Sonntag, 3. Dezember 2017

Why Love Now – ja warum eigentlich jetzt?

Kategorie „Highlights des Jahres“, erster Eintrag:
PISSED JEANS – Why Love Now




Zugegeben, irgendwie ist „Why Love Now“ schon so ein bisschen Fast-Food.  Dieser ironisch gebrochene Hochglanz, dem PISSED JEANS gerne entsprechen, ist zwar was anderes als die Klischees, die viele andere Punk-/ Rock-Bands gerne mal abbilden, es kann einen aber dennoch auch schon mal auf dem falschen Fuß erwischen.
Gefährlich aber gekonnt balanciert die Band selbstbewusst wie selbstironisch manchmal fast schon zwischen Gefälligkeit und Gaga, hat dabei aber schlicht und ergreifend doch mehr Eier als die meisten anderen.
Das beste Beispiel dafür ist die Videosingle „The Bar Is Low“.



 
Das visuelle jetzt mal völlig beiseite: Bei genauerem Hinhören ist der Aufbau dieses nach Indiedisse schreienden Songs mit dem höchst albernen Clip nämlich sogar ein bisschen cleverer, als man erst dachte.
Zum Beispiel dadurch, dass der Refrain eigentlich nur ein mal in der Mitte des Songs kommt, mit einer leicht gesteigerten Wiederholung, während alles davor auf ihn zuarbeitet, und der Song sich danach wieder abbaut.  

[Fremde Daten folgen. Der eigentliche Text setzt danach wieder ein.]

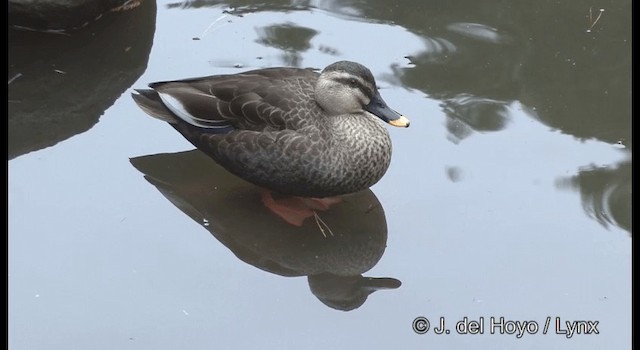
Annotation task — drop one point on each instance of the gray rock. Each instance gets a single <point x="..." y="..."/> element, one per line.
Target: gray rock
<point x="58" y="14"/>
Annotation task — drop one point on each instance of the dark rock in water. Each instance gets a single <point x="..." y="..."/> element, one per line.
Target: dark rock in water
<point x="60" y="14"/>
<point x="59" y="85"/>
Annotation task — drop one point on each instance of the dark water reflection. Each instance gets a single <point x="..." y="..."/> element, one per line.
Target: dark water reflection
<point x="605" y="193"/>
<point x="232" y="211"/>
<point x="60" y="84"/>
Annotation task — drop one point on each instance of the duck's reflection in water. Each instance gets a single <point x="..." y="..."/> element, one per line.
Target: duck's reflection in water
<point x="231" y="209"/>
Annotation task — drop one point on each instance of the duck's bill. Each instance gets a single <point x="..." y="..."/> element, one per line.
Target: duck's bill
<point x="378" y="107"/>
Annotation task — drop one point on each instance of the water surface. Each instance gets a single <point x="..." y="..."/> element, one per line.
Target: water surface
<point x="509" y="195"/>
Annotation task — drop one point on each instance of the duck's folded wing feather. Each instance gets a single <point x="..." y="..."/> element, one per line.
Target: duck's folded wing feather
<point x="259" y="100"/>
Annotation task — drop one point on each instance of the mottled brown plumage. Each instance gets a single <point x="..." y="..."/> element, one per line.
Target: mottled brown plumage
<point x="290" y="130"/>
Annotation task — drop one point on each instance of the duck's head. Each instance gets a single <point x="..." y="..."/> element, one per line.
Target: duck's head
<point x="348" y="87"/>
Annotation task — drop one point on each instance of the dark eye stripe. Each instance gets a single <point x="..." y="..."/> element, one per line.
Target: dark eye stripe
<point x="350" y="81"/>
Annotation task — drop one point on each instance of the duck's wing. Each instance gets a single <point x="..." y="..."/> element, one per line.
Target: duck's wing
<point x="255" y="100"/>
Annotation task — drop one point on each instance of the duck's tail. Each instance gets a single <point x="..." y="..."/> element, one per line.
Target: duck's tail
<point x="149" y="101"/>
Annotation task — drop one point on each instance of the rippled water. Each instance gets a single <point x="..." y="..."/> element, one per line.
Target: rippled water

Es ist eben doch nicht so ganz das typische Schema, nach dem man einen auf Hüpf-  und Mitgröl-Hit geeichten Song arrangieren würde, auch wenn die Nummer die grundsätzliche Anlage dazu hätte.

So ist’s irgendwie auch mit dem ganzen Album. Welches von „Waiting On My Horrible Warning“ musikalisch wie textlich eher etwas zäh eröffnet wird.
LP-Seite 1 endet dann auch noch mit „I'm A Man“, einer wirr-jazzigen Kooperation mit Romanautorin Lindsay Hunter, die auf eine schrill-humoristische, aber auch seltsam-prophetische Art und Weise ja schon irgendwie das nun, ein halbes Jahr später, allgegenwärtige Thema um „sexuelle Belästigung am Arbeitsplatz“ u.ä. vorwegnahm.

 

Um die Sache abzurunden: Dass PISSED JEANS mit einem Track wie dem herrlich treibenden „It’s Your Knees“ dann gar in fast schon etwas metallische rutschen, kommt mir natürlich eher noch entgegen.
„Why Love Now“ ist dabei vielleicht nicht das verblüffendste Album, das man dieses Jahr gehört hat, vielleicht auch nicht das mit dem größtem musikalischen „Klassikerpotenzial“ , aber als hier und da ins alberne driftende Sache, die zwischen den Zeilen dennoch was zu sagen hat, und dessen simpel-punkige Noiserock-Musik manchmal eben doch den Extrakniff mitbringt, der’s interessant hält, dafür schätze ich es sehr.